There is a strange problem with practicing the RE module today, and the same regular expression is inconsistent with the results of re.search () matching with Re.compile (). FindAll ().
It is very strange, therefore, to record, so as to prevent a similar situation in the future can not solve.
1 #!/usr/bin/env Python32 #Author:taoke3 ImportRe4str ='<link rel= "icon" sizes= "any" mask href= "http://www.baidu.com/img/baidu_ 85beaf5496f291521eb75ba38eacbd87.svg.com ">'5Pat ='[A-za-z0-9]+://[a-za-z0-9]+\. [A-za-z0-9]+\. (COM|CN)'6p =Re.search (PAT,STR)7 Print(P)8p =Re.compile (PAT). FindAll (str)9 Print(Len (P), p)
Operation Result:
1 D:\Code\WebCrawler\venv\Scripts\python.exe d:/code/webcrawler/retest/retest1.py2 <_sre. Sre_match object; Span= (+), match='http://www.baidu.com'>3 1 ['com ' ]45 Process finished with exit code 0
Two times the results were not consistent. Then looked around for information to ask people, later found a blog: Python re module findall function usage Brief
Describes the use of Re.re.compile (). FindAll ().

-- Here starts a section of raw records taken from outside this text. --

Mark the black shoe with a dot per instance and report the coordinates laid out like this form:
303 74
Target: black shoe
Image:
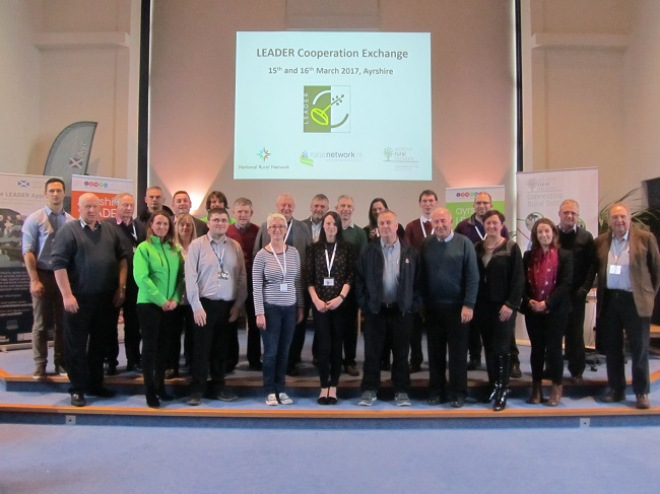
613 396
221 395
164 395
195 399
101 392
458 402
434 400
412 368
152 400
351 369
131 367
474 364
78 400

>>>ImportRe>>> s ="adfad asdfasdf asdfas asdfawef ASD Adsfas">>> reObj1 = Re.compile ('((\w+) \s+\w+)') >>>Reobj1.findall (s) [('Adfad asdfasdf','Adfad'), ('Asdfas asdfawef','Asdfas'), ('ASD Adsfas','ASD')] >>> reObj2 = Re.compile ('(\w+) \s+\w+') >>>Reobj2.findall (s) ['Adfad','Asdfas','ASD'] >>> reObj3 = Re.compile ('\w+\s+\w+') >>>Reobj3.findall (s) ['Adfad asdfasdf','Asdfas asdfawef','ASD Adsfas']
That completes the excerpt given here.